The current experimental findings have important implications for design against the fatigue of structures fabricated by WAAM. These findings suggest simple rules, which can be utilised to improve fatigue life. The strong anisotropy in the fatigue properties dictates the preferable use of specific directions for deposition of layers. It is clear that the deposition direction along the maximum (or first) principal stress is beneficial for the fatigue resistance and generally improves the fatigue life of structures. The effect is stronger for structures working under a bi-axial stress state with a large difference in principal stresses; for example, for components subjected to pure shear. Therefore, the standard FE analysis, which is often integrated into design procedures, can provide not only the information regarding stress/strain distributions but can also guide the manufacturing and optimisation of the fatigue resistance of engineering components working under cyclic loading conditions.

The observed internal fatigue crack initiations for many tested fatigue specimens indicate that post-manufacturing surface treatments may not be a very effective way to improve the fatigue resistance of SDSS components fabricated by WAAM. In this respect, the focus on improvements must be directed towards the selection of WAAM processing parameters, such as deposition rates, bead placement, wire diameters and interpass temperatures.

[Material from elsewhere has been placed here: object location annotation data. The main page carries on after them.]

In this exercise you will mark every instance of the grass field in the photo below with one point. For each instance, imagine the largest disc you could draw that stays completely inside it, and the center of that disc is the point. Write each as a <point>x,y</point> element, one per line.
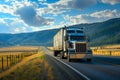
<point>109,50</point>
<point>34,67</point>
<point>12,55</point>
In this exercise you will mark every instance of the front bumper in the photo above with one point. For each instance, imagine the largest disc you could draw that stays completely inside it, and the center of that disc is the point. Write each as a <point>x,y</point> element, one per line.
<point>80,56</point>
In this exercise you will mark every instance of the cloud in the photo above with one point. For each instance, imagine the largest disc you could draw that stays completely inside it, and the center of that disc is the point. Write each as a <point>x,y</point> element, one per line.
<point>94,17</point>
<point>6,9</point>
<point>112,2</point>
<point>16,30</point>
<point>72,4</point>
<point>67,5</point>
<point>29,16</point>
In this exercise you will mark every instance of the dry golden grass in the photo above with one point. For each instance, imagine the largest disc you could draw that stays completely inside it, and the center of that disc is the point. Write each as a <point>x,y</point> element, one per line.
<point>34,67</point>
<point>15,48</point>
<point>50,48</point>
<point>113,50</point>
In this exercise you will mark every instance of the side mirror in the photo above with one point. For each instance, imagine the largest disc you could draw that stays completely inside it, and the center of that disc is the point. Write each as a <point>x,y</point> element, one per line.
<point>66,38</point>
<point>88,38</point>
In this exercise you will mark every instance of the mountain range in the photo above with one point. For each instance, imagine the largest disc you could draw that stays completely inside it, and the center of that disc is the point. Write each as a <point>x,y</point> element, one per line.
<point>101,33</point>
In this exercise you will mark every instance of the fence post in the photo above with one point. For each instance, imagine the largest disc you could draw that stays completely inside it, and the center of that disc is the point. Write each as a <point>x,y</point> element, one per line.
<point>7,61</point>
<point>2,63</point>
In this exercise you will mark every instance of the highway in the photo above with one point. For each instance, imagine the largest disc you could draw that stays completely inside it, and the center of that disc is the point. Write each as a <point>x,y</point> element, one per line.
<point>101,68</point>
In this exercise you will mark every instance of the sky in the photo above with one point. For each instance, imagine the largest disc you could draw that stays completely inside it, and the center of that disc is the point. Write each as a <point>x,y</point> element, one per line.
<point>22,16</point>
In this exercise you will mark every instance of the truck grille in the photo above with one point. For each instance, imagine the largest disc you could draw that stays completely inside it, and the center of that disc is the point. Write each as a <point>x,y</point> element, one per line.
<point>80,47</point>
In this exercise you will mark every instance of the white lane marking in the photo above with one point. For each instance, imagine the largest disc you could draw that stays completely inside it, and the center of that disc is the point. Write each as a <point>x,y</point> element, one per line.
<point>72,68</point>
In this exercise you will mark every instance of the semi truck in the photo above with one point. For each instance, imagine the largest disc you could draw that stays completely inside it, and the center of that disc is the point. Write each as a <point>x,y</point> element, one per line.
<point>72,43</point>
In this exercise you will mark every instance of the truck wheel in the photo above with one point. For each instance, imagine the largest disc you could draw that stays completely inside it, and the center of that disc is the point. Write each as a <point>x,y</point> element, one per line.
<point>68,58</point>
<point>89,60</point>
<point>55,54</point>
<point>61,55</point>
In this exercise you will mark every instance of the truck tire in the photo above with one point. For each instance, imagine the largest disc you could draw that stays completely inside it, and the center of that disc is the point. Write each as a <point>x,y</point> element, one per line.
<point>61,55</point>
<point>68,58</point>
<point>55,53</point>
<point>89,60</point>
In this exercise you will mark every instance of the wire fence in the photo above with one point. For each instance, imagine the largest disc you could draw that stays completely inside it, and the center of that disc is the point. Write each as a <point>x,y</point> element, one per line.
<point>106,52</point>
<point>8,58</point>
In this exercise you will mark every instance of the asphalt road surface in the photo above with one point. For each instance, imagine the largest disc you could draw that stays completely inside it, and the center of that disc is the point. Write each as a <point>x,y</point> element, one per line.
<point>101,68</point>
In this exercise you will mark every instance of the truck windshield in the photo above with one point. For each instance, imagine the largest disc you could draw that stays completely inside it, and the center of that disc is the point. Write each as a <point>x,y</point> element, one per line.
<point>77,38</point>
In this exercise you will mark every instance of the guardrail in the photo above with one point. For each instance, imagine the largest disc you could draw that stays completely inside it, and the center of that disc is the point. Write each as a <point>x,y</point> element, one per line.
<point>106,52</point>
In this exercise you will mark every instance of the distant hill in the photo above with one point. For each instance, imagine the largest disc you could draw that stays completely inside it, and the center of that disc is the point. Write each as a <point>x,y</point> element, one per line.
<point>102,33</point>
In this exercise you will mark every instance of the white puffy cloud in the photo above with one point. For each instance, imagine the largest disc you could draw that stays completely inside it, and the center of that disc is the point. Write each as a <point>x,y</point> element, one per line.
<point>29,16</point>
<point>67,5</point>
<point>16,30</point>
<point>94,17</point>
<point>72,4</point>
<point>6,9</point>
<point>112,2</point>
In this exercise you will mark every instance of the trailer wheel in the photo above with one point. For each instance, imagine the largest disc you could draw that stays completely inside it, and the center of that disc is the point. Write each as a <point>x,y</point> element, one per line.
<point>89,60</point>
<point>61,55</point>
<point>55,53</point>
<point>68,58</point>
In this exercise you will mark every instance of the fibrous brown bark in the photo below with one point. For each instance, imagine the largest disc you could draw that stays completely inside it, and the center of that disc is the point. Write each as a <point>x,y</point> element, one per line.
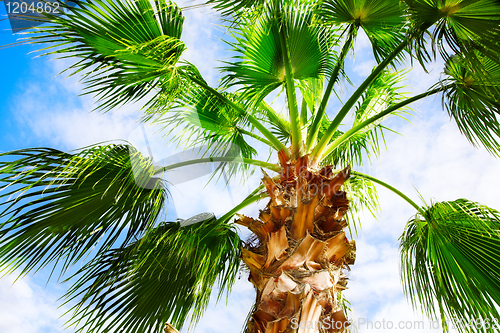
<point>300,251</point>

By an appropriate selection of these parameters, it is possible to improve the quality of fabricated components and avoid large manufacturing defects or, at least, reduce their sizes and increase densities. In other words, surface treatments, such as post process machining or polishing, can be effective when the dominant failure mechanisms are largely associated with surface defects and/or a high level of residual stresses near the surfaces.